Photo Feature: Istanbul's Breakdancing Gypsies
Iason Athanasiadis | Bio | 25 Jul 2007
ISTANBUL, Turkey -- They have lived for almost a thousand years around the remains of Istanbul's Byzantine walls, but when the time came to remove them, the Gypsies of Sulukule claim that they only found out about their intended future from the journalists flocking to their shantytowns to cover the story.
"We heard from the media that the neighborhood would be destroyed to make way for residential developments," said Mehmet Asim Hallaq, 55, a spokesman for the ongoing campaign opposing the removal. "This is a kind of aesthetic assimilation they're trying to impose on us."

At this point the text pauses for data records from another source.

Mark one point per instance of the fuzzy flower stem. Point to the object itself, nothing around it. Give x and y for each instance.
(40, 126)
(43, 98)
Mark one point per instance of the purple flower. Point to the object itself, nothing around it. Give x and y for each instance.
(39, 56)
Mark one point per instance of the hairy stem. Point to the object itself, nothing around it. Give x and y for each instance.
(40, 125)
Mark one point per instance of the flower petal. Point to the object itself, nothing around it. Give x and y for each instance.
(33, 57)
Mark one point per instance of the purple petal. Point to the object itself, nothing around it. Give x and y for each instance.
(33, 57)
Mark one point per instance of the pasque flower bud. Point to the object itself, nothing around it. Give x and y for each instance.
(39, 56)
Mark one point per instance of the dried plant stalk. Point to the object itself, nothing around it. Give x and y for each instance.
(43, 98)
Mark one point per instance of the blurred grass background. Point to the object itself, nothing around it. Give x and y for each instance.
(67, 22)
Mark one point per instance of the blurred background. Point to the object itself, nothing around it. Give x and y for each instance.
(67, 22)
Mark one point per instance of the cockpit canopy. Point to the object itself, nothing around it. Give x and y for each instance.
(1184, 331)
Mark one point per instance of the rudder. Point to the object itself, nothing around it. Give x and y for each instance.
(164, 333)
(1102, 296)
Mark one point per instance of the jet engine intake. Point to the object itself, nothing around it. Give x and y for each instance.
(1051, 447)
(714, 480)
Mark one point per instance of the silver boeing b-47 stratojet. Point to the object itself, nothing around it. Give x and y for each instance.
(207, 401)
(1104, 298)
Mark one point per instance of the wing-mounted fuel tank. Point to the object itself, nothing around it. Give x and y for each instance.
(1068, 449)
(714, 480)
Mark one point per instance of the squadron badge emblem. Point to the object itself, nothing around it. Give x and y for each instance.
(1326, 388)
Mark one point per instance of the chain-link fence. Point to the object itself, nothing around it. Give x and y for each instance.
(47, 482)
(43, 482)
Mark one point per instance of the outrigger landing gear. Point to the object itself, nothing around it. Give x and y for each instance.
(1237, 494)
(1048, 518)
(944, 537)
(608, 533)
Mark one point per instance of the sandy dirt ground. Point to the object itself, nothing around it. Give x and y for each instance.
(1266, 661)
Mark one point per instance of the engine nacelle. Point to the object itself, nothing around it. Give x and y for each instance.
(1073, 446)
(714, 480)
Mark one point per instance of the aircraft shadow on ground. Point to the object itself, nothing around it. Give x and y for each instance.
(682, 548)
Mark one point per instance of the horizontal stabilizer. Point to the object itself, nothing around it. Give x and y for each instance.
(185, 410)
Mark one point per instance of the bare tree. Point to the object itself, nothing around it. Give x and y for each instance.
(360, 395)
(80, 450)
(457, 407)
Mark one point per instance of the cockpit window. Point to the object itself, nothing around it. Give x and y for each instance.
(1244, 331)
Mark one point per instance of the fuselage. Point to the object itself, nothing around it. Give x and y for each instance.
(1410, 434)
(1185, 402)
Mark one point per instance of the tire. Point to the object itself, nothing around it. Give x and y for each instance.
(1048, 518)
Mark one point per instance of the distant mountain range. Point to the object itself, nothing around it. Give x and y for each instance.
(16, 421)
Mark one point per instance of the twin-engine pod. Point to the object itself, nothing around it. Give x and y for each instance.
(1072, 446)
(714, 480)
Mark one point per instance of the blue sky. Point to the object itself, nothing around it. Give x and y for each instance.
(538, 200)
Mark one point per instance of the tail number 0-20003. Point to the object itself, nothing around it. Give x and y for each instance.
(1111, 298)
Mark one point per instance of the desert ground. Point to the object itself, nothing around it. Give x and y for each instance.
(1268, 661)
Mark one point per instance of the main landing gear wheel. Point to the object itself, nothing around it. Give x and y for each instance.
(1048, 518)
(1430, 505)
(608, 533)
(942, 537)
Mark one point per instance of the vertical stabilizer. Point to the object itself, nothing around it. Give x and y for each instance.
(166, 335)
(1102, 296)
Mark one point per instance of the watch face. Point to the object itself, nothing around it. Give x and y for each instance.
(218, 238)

Istanbul's Gypsies have lived in Sulukule ever since their Roma ancestors arrived in Constantinople, the capital of Byzantium, in the 11th century. Their presence is recorded in sources that describe how they lived in black tents, practicing fortune telling, playing music and dancing at the city's feasts. When Istanbul fell to the Ottoman conquerors in 1453, it was the Sulukule Gate that was first breached, while many of the Ottoman cannons and other artillery were forged by the contingents of Roma metal workers and smiths that were part of the Ottoman army.
Today, the descendants of the Roma protest that they are the targets of discrimination and highlight the attempt to oust them from Sulukule as proof. Thinking creatively, they have taken their campaign to the Internet and hold weekly media-friendly cultural events in Sulukule intended to keep their plight in the news and generating headlines. One weekend, as the photos below document, included breakdancing by Roma youth.
Istanbul is in the throes of massive redevelopment, as Turkey's Prime Minister Tayyip Erdogan, a former mayor of the city, seeks to transform it into a regional tourist and financial hub. Massive commercial projects are springing up along Istanbul's coastline, with luxury residential apartments, a cruise docking area and an "Ottoman-style market" being constructed in one port area. In the financial district of Levent, UAE construction company Emaar is embarking on a skyscraper project called "Dubai Towers - Istanbul."
It is all part of what locals call the "Dubaification of Istanbul." In response, the Roma dance to preserve their neighborhood.


Iason Athanasiadis is a freelance writer and photographer currently living in Istanbul.